The Minister for Aboriginal Affairs, Roger Jaensch, arranged a meeting on Friday 29 July 2022 for organisations registered with the Office of the Registrar of Indigenous Corporations (ORIC) and invited them to send two members from each organisation to attend this meeting. The minister then invited attending organisations to nominate two people each from whom the Minister would choose to sit on his Aboriginal advisory body to develop a government sponsored and organised treaty and truth-telling processes.

The Minister selected an organisational based committee of six people under a set of criteria only known to him in December 2022.  This committee does not have the support of the general Palawa community, it was organised and chosen by government and was not community selected. This announced committee does not have the authority, or cultural license to speak on behalf of the Palawa people. This group can be considered as nothing more than a government prop, manipulated to undermine or bypass the Palawa people’s voice.

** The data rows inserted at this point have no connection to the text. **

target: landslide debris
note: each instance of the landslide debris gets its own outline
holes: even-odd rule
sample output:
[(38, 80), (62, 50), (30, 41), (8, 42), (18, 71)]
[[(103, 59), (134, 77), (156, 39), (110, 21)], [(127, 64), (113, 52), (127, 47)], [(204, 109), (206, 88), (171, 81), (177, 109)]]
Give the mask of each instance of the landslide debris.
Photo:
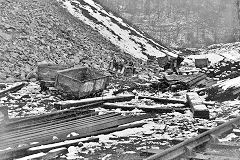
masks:
[(37, 62), (107, 69), (133, 59), (54, 0), (0, 1), (0, 81), (25, 80)]

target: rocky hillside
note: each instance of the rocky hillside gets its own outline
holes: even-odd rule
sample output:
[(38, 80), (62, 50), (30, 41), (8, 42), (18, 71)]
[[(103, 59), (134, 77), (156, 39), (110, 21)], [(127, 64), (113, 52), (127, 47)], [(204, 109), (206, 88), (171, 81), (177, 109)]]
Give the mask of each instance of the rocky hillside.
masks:
[(98, 1), (169, 46), (239, 41), (239, 0)]
[(0, 1), (0, 81), (23, 80), (41, 61), (107, 69), (113, 57), (171, 54), (100, 5), (86, 2)]
[(101, 35), (119, 46), (124, 52), (139, 59), (148, 59), (149, 56), (172, 57), (177, 55), (173, 50), (166, 48), (141, 31), (137, 31), (121, 18), (106, 11), (94, 0), (58, 0), (72, 15), (96, 29)]

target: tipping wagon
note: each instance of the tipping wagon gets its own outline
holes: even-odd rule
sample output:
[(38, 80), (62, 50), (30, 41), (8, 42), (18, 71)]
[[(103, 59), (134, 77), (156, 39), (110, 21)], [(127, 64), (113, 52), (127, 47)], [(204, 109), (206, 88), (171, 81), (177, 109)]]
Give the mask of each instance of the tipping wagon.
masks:
[(103, 91), (109, 83), (106, 73), (78, 67), (57, 71), (55, 87), (77, 98)]
[(46, 87), (53, 87), (55, 84), (57, 71), (67, 68), (68, 66), (61, 64), (38, 63), (37, 75), (42, 90)]
[(209, 65), (208, 58), (195, 59), (195, 67), (197, 67), (197, 68), (208, 67), (208, 65)]

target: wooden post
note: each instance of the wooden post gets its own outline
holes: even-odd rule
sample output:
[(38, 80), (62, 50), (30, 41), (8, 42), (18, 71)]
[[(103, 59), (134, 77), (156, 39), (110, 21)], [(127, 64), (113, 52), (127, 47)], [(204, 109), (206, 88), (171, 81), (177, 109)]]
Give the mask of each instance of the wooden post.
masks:
[(0, 124), (8, 121), (8, 107), (0, 104)]

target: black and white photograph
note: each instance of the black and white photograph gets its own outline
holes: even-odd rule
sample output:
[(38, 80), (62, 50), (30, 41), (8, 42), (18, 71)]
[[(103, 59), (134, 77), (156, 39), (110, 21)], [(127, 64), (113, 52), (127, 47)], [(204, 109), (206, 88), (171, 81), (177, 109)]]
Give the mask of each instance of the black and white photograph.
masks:
[(0, 0), (0, 160), (240, 160), (240, 0)]

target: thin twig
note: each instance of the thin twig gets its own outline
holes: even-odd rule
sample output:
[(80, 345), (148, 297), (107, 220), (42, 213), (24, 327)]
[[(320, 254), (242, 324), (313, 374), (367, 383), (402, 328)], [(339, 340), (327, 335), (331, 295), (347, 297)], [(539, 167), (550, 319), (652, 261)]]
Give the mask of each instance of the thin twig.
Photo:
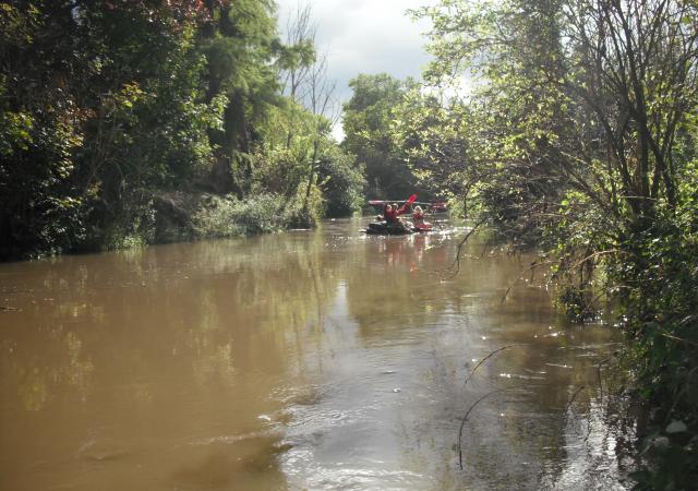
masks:
[(538, 266), (544, 266), (545, 264), (552, 264), (552, 263), (553, 263), (552, 261), (542, 261), (542, 262), (534, 261), (528, 267), (525, 267), (524, 270), (521, 270), (521, 273), (519, 273), (519, 276), (516, 279), (514, 279), (513, 282), (509, 283), (508, 288), (506, 289), (506, 291), (504, 292), (504, 296), (502, 297), (502, 302), (501, 303), (504, 303), (506, 298), (509, 296), (509, 291), (512, 291), (512, 288), (514, 288), (514, 285), (516, 285), (516, 283), (519, 279), (521, 279), (521, 276), (524, 275), (524, 273), (526, 273), (527, 271), (534, 270)]
[(521, 391), (521, 388), (519, 388), (519, 387), (497, 388), (495, 391), (486, 393), (485, 395), (480, 397), (478, 400), (476, 400), (472, 405), (470, 405), (470, 407), (466, 411), (466, 415), (460, 420), (460, 429), (458, 430), (458, 465), (460, 466), (460, 470), (462, 470), (462, 429), (466, 426), (466, 421), (468, 420), (468, 416), (470, 416), (470, 412), (472, 412), (472, 410), (476, 408), (476, 406), (478, 404), (480, 404), (483, 399), (486, 399), (488, 397), (490, 397), (493, 394), (497, 394), (500, 392), (507, 392), (507, 391)]
[(504, 351), (507, 348), (513, 348), (515, 346), (530, 346), (527, 343), (520, 343), (520, 344), (516, 344), (516, 345), (506, 345), (506, 346), (502, 346), (501, 348), (495, 349), (494, 351), (492, 351), (490, 355), (488, 355), (486, 357), (484, 357), (482, 360), (480, 360), (480, 362), (478, 364), (476, 364), (476, 367), (472, 369), (472, 371), (470, 372), (470, 374), (468, 375), (468, 379), (466, 379), (466, 382), (462, 384), (462, 387), (466, 388), (466, 385), (468, 385), (468, 382), (470, 382), (470, 379), (472, 379), (472, 375), (474, 375), (476, 371), (480, 368), (480, 366), (482, 363), (484, 363), (485, 361), (488, 361), (488, 359), (490, 359), (492, 356), (496, 355), (500, 351)]
[(448, 277), (448, 278), (453, 278), (454, 276), (456, 276), (459, 272), (460, 272), (460, 250), (462, 249), (462, 247), (465, 246), (465, 243), (468, 241), (468, 239), (470, 238), (470, 236), (472, 236), (476, 230), (478, 230), (478, 228), (484, 224), (484, 218), (481, 219), (480, 221), (478, 221), (468, 233), (466, 233), (466, 237), (464, 237), (464, 239), (460, 241), (460, 243), (458, 244), (458, 250), (456, 251), (456, 259), (454, 260), (453, 264), (449, 266), (449, 270), (453, 270), (454, 267), (456, 268), (456, 271)]

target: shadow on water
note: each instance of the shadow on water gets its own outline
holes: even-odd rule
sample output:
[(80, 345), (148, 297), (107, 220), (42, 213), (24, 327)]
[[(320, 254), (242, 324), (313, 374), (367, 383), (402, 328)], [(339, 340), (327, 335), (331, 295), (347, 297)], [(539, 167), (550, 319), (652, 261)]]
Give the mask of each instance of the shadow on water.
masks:
[(363, 225), (0, 265), (0, 488), (623, 488), (612, 328)]

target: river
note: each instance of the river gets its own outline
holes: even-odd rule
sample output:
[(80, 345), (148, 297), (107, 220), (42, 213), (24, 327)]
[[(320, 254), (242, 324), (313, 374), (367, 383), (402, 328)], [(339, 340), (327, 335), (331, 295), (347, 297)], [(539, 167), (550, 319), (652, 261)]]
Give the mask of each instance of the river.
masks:
[(0, 489), (624, 489), (613, 327), (365, 223), (0, 264)]

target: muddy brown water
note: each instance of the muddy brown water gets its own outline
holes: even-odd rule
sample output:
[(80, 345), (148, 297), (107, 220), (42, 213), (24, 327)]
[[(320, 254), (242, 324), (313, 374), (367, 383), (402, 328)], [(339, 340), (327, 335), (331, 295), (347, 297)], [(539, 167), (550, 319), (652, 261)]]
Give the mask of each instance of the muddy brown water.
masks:
[(623, 489), (613, 327), (365, 223), (0, 264), (0, 489)]

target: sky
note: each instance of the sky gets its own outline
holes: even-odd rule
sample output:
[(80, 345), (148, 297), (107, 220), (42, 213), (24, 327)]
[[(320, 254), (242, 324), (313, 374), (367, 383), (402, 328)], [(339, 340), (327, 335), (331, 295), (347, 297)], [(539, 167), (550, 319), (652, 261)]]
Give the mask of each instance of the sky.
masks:
[[(405, 11), (436, 0), (276, 0), (280, 29), (299, 2), (311, 5), (316, 50), (328, 56), (328, 77), (336, 81), (341, 103), (351, 98), (349, 80), (360, 73), (418, 79), (430, 60), (422, 36), (430, 24), (411, 21)], [(341, 139), (341, 124), (333, 133)]]

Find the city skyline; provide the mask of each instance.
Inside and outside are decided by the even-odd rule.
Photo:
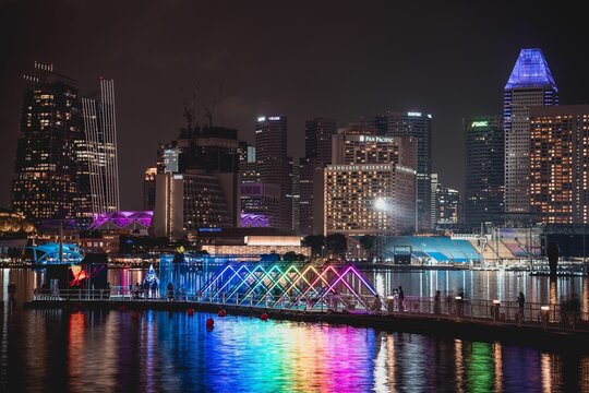
[[[262,4],[239,4],[236,13],[223,14],[211,5],[207,10],[214,16],[205,24],[253,27],[244,37],[219,33],[206,41],[191,38],[185,27],[161,31],[168,24],[159,24],[155,15],[169,21],[193,14],[187,11],[182,15],[179,4],[147,2],[140,10],[122,5],[106,36],[91,34],[88,28],[80,37],[70,37],[74,40],[72,46],[56,43],[68,36],[71,29],[67,27],[92,27],[88,15],[101,15],[103,9],[69,7],[68,2],[52,3],[50,8],[16,2],[2,5],[2,15],[11,21],[27,15],[31,31],[23,32],[11,21],[2,26],[12,33],[5,36],[14,38],[5,43],[7,61],[2,64],[5,88],[0,93],[0,128],[8,153],[1,164],[13,166],[21,76],[35,59],[53,63],[80,81],[82,94],[95,90],[96,75],[116,81],[124,209],[141,209],[145,167],[152,165],[158,142],[176,138],[183,124],[179,88],[190,91],[197,80],[203,82],[197,114],[201,123],[205,121],[204,107],[215,99],[217,86],[224,82],[214,121],[238,129],[240,140],[252,142],[257,116],[284,114],[289,118],[288,154],[294,158],[304,155],[304,121],[313,117],[333,117],[338,124],[346,126],[359,121],[361,116],[421,108],[431,112],[434,120],[432,171],[440,174],[444,184],[460,192],[462,118],[501,111],[502,90],[521,48],[543,50],[562,92],[562,104],[587,102],[587,76],[581,69],[587,52],[582,47],[577,50],[586,33],[574,23],[577,16],[565,15],[563,9],[551,12],[552,27],[563,28],[545,29],[540,16],[546,8],[541,4],[530,9],[516,4],[508,8],[509,12],[505,12],[507,3],[493,10],[478,4],[460,9],[432,4],[432,11],[437,9],[440,13],[429,13],[423,32],[407,36],[400,33],[417,16],[417,9],[411,5],[321,4],[314,7],[311,15],[294,8],[278,13]],[[62,20],[60,13],[65,7],[65,14],[73,17]],[[189,11],[195,10],[197,4],[189,5]],[[407,14],[407,21],[389,25],[384,17],[393,11]],[[369,14],[371,28],[362,29],[369,22],[358,15]],[[442,22],[444,17],[435,16],[438,14],[452,16],[452,22]],[[48,15],[55,15],[61,27],[47,29],[46,21],[51,20],[46,19]],[[565,25],[567,17],[573,21]],[[262,21],[276,34],[265,34],[261,24],[255,23]],[[127,34],[123,27],[129,24],[134,29]],[[35,32],[41,31],[39,38]],[[154,32],[163,34],[154,36]],[[153,41],[151,49],[144,41]],[[193,41],[202,45],[188,45]],[[87,46],[75,45],[81,43]],[[80,49],[72,50],[74,46]],[[393,46],[395,50],[385,50]],[[125,59],[125,53],[130,53],[129,61],[118,61]],[[321,55],[315,57],[313,67],[305,66],[309,53]],[[477,87],[472,88],[473,85]],[[0,177],[3,206],[10,200],[10,177],[9,172]]]

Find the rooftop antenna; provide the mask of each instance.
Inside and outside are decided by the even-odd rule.
[[[205,107],[205,118],[208,119],[208,128],[209,129],[213,128],[213,114],[215,112],[215,107],[217,106],[217,102],[220,98],[221,91],[223,91],[223,82],[219,83],[217,97],[215,99],[213,99],[213,104],[211,105],[211,107]]]
[[[201,86],[201,81],[197,81],[196,84],[194,85],[194,90],[192,91],[192,100],[190,103],[190,106],[188,105],[184,90],[180,87],[180,93],[182,94],[182,100],[184,103],[184,114],[182,116],[187,119],[188,133],[192,133],[192,121],[194,121],[194,106],[196,103],[196,93],[199,92],[200,86]]]

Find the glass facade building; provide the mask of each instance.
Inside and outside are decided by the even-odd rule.
[[[465,225],[503,224],[505,133],[502,116],[464,119]]]

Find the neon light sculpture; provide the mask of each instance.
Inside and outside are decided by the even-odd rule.
[[[80,263],[84,259],[84,251],[71,243],[62,245],[61,260],[59,255],[59,243],[57,242],[27,247],[27,249],[33,251],[33,263],[39,265]]]
[[[202,286],[199,300],[287,309],[304,302],[303,307],[315,309],[337,297],[336,301],[358,303],[368,310],[366,295],[375,296],[376,290],[349,263],[228,262]]]

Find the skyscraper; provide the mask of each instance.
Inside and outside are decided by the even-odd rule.
[[[304,153],[298,166],[298,179],[293,183],[293,190],[298,191],[298,200],[294,200],[293,214],[298,219],[296,230],[299,235],[313,234],[313,176],[315,169],[332,162],[332,136],[337,133],[336,121],[332,118],[317,117],[304,123]]]
[[[12,209],[32,221],[75,218],[83,140],[75,81],[39,62],[24,80]]]
[[[589,105],[530,110],[530,199],[545,224],[589,223]]]
[[[273,214],[269,217],[271,225],[276,228],[291,229],[292,159],[287,156],[286,116],[257,118],[255,123],[255,174],[259,182],[279,187],[279,214]],[[273,187],[263,187],[263,189],[271,188]]]
[[[502,116],[464,119],[466,140],[465,224],[503,224],[505,133]]]
[[[119,163],[113,81],[100,80],[99,100],[82,97],[82,114],[92,213],[97,216],[100,213],[118,212]]]
[[[324,169],[323,234],[399,235],[416,227],[416,140],[348,128]],[[405,146],[402,150],[401,146]],[[318,214],[317,214],[318,216]]]
[[[418,230],[432,228],[432,115],[421,111],[388,112],[388,136],[412,136],[417,140]]]
[[[178,240],[202,228],[240,225],[239,146],[237,130],[211,123],[189,123],[178,140],[160,146],[155,236]]]
[[[373,129],[376,135],[384,136],[388,131],[388,119],[384,115],[361,116],[360,127],[364,129]]]
[[[330,118],[314,118],[304,122],[304,157],[327,164],[332,160],[332,135],[337,126]]]
[[[530,213],[530,108],[558,105],[558,90],[540,49],[521,49],[503,94],[506,222]]]

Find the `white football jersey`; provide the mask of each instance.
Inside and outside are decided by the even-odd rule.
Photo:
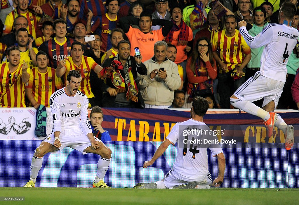
[[[285,24],[270,24],[254,37],[248,34],[245,26],[240,28],[240,33],[250,48],[265,46],[261,58],[261,74],[271,79],[286,82],[289,57],[299,35],[297,29]]]
[[[88,119],[88,98],[78,90],[76,95],[69,96],[65,87],[53,93],[49,104],[53,116],[53,132],[81,128],[86,134],[92,133]]]
[[[173,145],[177,142],[176,160],[173,166],[173,174],[178,179],[187,181],[202,181],[206,179],[209,173],[207,148],[205,147],[207,144],[204,143],[203,139],[217,139],[216,137],[212,135],[200,134],[193,139],[190,135],[186,136],[183,134],[184,130],[198,127],[210,131],[204,122],[190,119],[176,123],[166,138]],[[186,139],[196,139],[202,140],[201,145],[200,143],[186,143]],[[219,144],[211,145],[209,148],[213,156],[223,152]]]

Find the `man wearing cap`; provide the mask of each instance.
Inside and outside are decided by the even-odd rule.
[[[265,9],[260,6],[253,10],[254,22],[252,28],[248,31],[251,36],[255,36],[263,31],[269,23],[267,22],[266,13]],[[261,66],[261,57],[264,46],[256,48],[251,48],[251,59],[247,64],[245,78],[247,80],[253,76],[256,72],[260,70]]]
[[[171,15],[168,10],[168,4],[167,0],[155,0],[155,6],[156,10],[152,14],[152,19],[164,19],[170,21]],[[152,26],[152,30],[158,30],[161,26]]]

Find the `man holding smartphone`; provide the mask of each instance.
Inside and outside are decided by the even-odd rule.
[[[105,61],[104,68],[99,75],[102,79],[100,85],[103,92],[104,107],[140,107],[144,106],[139,92],[137,73],[147,74],[147,68],[141,62],[141,55],[130,55],[131,45],[127,41],[118,44],[118,54]],[[106,80],[106,83],[102,80]]]
[[[173,101],[173,91],[181,86],[178,66],[166,57],[167,48],[165,41],[156,42],[154,57],[144,62],[147,73],[139,83],[146,108],[168,107]]]

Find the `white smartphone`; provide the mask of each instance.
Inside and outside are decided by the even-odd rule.
[[[134,49],[135,50],[135,56],[138,56],[140,55],[140,51],[139,50],[138,47],[136,47],[134,48]]]
[[[84,40],[85,41],[85,42],[92,41],[95,40],[95,37],[94,37],[94,35],[91,35],[89,36],[86,36],[84,37]]]

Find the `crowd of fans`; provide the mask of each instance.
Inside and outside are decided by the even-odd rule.
[[[72,70],[90,107],[189,108],[199,96],[232,108],[264,48],[251,49],[238,22],[254,37],[278,23],[284,1],[298,8],[298,0],[1,1],[0,107],[36,109]],[[299,31],[298,10],[289,25]],[[287,54],[277,108],[297,110],[299,42]]]

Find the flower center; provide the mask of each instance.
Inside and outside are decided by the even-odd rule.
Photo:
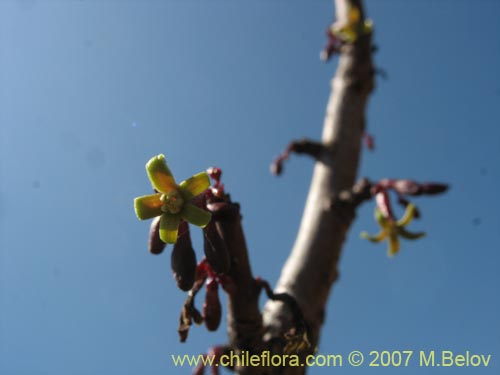
[[[163,202],[161,210],[171,214],[178,214],[184,205],[184,199],[176,190],[162,194],[160,200]]]

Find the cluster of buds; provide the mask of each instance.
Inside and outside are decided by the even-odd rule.
[[[138,197],[134,208],[140,220],[153,219],[149,233],[149,251],[161,254],[168,243],[173,244],[171,268],[179,289],[189,292],[181,314],[181,341],[194,321],[209,331],[216,330],[221,321],[222,308],[219,285],[234,293],[234,283],[227,273],[230,258],[223,232],[212,212],[227,204],[220,168],[209,168],[177,184],[168,168],[165,156],[158,155],[146,164],[154,194]],[[213,185],[210,185],[210,178]],[[203,228],[205,258],[197,264],[189,225]],[[194,307],[194,297],[206,285],[203,312]],[[187,327],[187,328],[186,328]],[[181,332],[182,331],[182,332]]]
[[[187,339],[189,327],[193,322],[205,324],[209,331],[219,328],[222,318],[222,306],[219,298],[219,285],[228,293],[236,292],[236,285],[228,275],[215,272],[206,258],[196,266],[195,281],[189,291],[186,302],[181,312],[179,335],[182,342]],[[205,285],[205,300],[200,313],[194,304],[194,299],[198,292]]]
[[[373,32],[373,22],[369,19],[362,20],[359,8],[349,4],[347,22],[338,25],[332,24],[326,30],[328,42],[320,54],[322,61],[328,61],[335,54],[339,53],[344,44],[352,44],[361,36]]]
[[[407,240],[416,240],[425,236],[423,232],[410,232],[405,227],[420,216],[415,204],[407,196],[435,195],[445,192],[448,185],[441,183],[418,183],[409,179],[383,179],[372,185],[371,194],[375,196],[375,220],[380,226],[380,232],[374,236],[362,232],[361,237],[371,242],[389,242],[388,254],[393,256],[400,250],[400,237]],[[389,196],[389,191],[398,196],[398,203],[405,207],[405,213],[399,220],[395,218]]]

How then does this government led process fulfill the governments ‘strong’ commitment to a community led and community informed process, where is the Palawa ownership of this process.

From the outset, this state government’s processes from Will Hodgman’s irresponsible ‘re-set’ agenda to Gutwein’s pathway to treaty and truth telling onto the current government’s approach, the Palawa community has not been properly informed, consulted, or provided the opportunity to participate in these processes.

The current process has been totally controlled by Minister Jaensch who has removed any sense or practise of self-determination. Which is a fundamental principle of treaty, and these actions are clearly in breach of the UN’s declaration on the rights of indigenous peoples (UNDRIP). The Australian Government announced its support for the Declaration in 2009.

In particular, Part 1: important themes in the declaration and Articles 18, 19, and 33.

Part 1: The main themes are: (i) the right to self-determination; (ii) the right to be recognised as distinct peoples; (iii) the right to free, prior and informed consent; and (iv) the right to be free of discrimination.

Article 18: Participation in decision-making Indigenous peoples have the right to take part in decision-making in all matters affecting them. This includes the rights of indigenous peoples to select who represents them and to have indigenous decision-making processes respected.

Article 19: Free, prior and informed consent for laws and policies Governments must seek indigenous peoples’ views and opinions and work together with them through their chosen representatives in order to gain their free, prior and informed consent before laws are passed or policies or programs are put in place that will affect indigenous peoples.

Article 33: Identity, membership and citizenship Indigenous peoples have the right to decide what their identity or membership is. They also have the right to decide who their members are according to their own customs and traditions.

The government has become a bully with no moral compass, or compassion. The voices and faces of the Palawa community are being bypassed and silenced, sacrificed on the altar of partisan political expedience.

A pathway to treaty and truth telling must clearly define how we’re going to work together to achieve treaty and truth telling and to keep working together into the future. Treaty and truth telling must be LED by the Palawa community. This is about government making decisions WITH the Palawa community NOT for the Palawa community. If the government ‘partners’ properly with the Palawa community, it’s organisations and leadership then you will get real outcomes and positive progress.